Confusion regarding the incomplete elliptic integral of the first kind

Question

I am trying to manipulate a conformal map from the half-plane to a square $z \rightarrow w(z)$ defined by:

$$ w(z) = \int \limits^{z} dx \frac{1}{\sqrt{(1-x^2)x}} = \sqrt{2} \; F\left(\sqrt{z+1},\frac{\sqrt{2}}{2}\right)$$

where $F$ is the incomplete elliptic integral of the first kind according to this.

My problem is that the incomplete elliptic integral built into Mathematica as EllipticF does not seem to behave like this function, as its derivative is not singular at $z=1$ as the formula is telling us.

Proof that the Mathematica derivative is finite:

D[EllipticF[Sqrt[x + 1], Sqrt[2]/2], x] /. x -> 1 // N

gives me

0.63491

I am very unfamiliar with these functions; is it a convention difference between the two?

Answer 1

(I just knew someone would ask this someday...)

I had talked (ranted?) about this issue at some length here, so I'd like you to read that first. I'll just give an executive summary here: Mathematica uses the parameter convention, while the formula you found on Wikipedia is based on the modulus convention (quickly betrayed by the comma separating the two arguments).

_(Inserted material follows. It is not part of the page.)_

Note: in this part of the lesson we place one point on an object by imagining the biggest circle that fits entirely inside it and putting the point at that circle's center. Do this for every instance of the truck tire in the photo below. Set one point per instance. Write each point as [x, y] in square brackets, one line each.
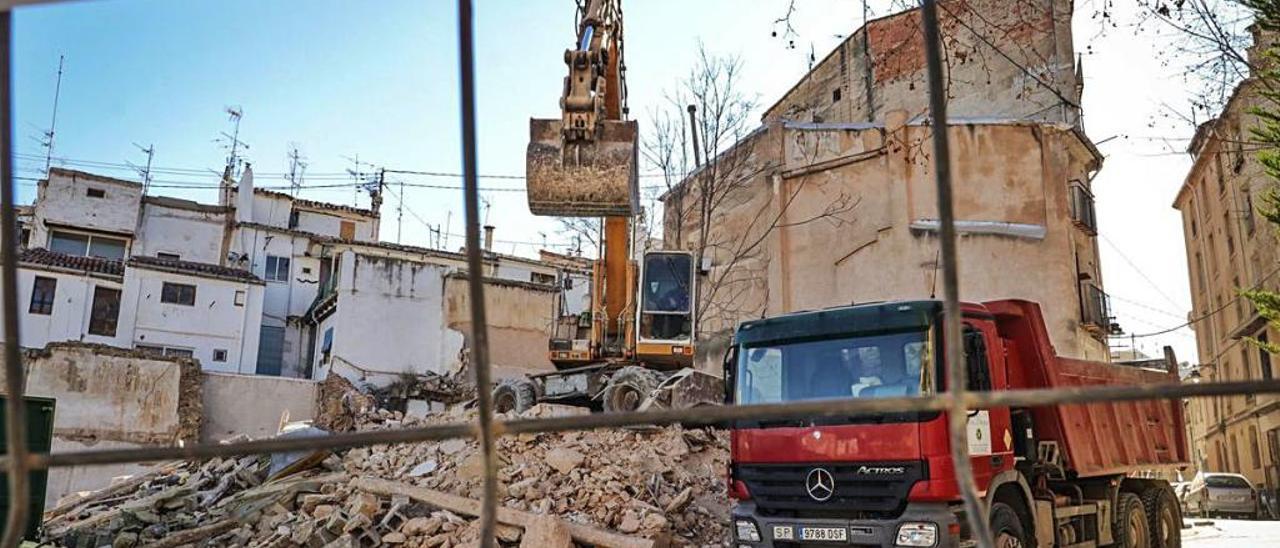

In fact, even the convention in the first argument is different, so EllipticF[] is not exactly the Mathematica function you want. What you need here, in Mathematica's convention, is denoted as InverseJacobiSN[]:

D[InverseJacobiSN[Sqrt[x + 1], 1/2], x] /. x -> 1 // FullSimplify
   ComplexInfinity

---

After looking through my Schwarz-Christoffel notes, I'm not sure where the Wikipedia formula was obtained. In any case, allow me to present a short demonstration of the conventional conformal mapping between the upper half plane and a rectangle (though I cheat here and use the inverse map, JacobiSN[], in the following code):

a = 1/2; b = 1; (* 2 a × b rectangle *)
m = ModularLambda[I b/a];

{ParametricPlot[With[{w = JacobiSN[EllipticK[m] (u + I v)/a, m]},
                     {Re[w], Im[w]}], {u, -a, a}, {v, 0, 99 b/100},
                BoundaryStyle -> AbsoluteThickness[2], Mesh -> 15, 
                MeshShading -> {{Transparent}}, 
                MeshStyle -> {Directive[AbsoluteThickness[2], ColorData[97, 1]], 
                              Directive[AbsoluteThickness[2], ColorData[97, 2]]}, 
                PlotRange -> {{-5, 5}, {0, 10}}], 
 ParametricPlot[{u, v}, {u, -a, a}, {v, 0, 99 b/100}, 
                BoundaryStyle -> AbsoluteThickness[2], Mesh -> 15, 
                MeshShading -> {{Transparent}}, 
                MeshStyle -> {Directive[AbsoluteThickness[2], ColorData[97, 1]], 
                              Directive[AbsoluteThickness[2], ColorData[97, 2]]}]}
// GraphicsRow

As a check of correctness, try restricting the range of v to {0, b/2}. The mapping on the left should yield a semicircular region with radius m^(-1/4).

Answer 2

I would prefer to have consistency within the framework of Mathematica and hence start off with the original definition of your function as an integral taken here between 1 and z:

f = 
 Integrate[1/Sqrt[x (x^2 - 1)], {x, 1, z}, Assumptions -> z > 1]

(*
Out[35]= -2 EllipticF[ArcSin[1/Sqrt[z]], -1] + 2 EllipticK[-1]
*)

This is obviously different from the result you quote from Wikipedia. Hence the validity of the latter should be clarified first.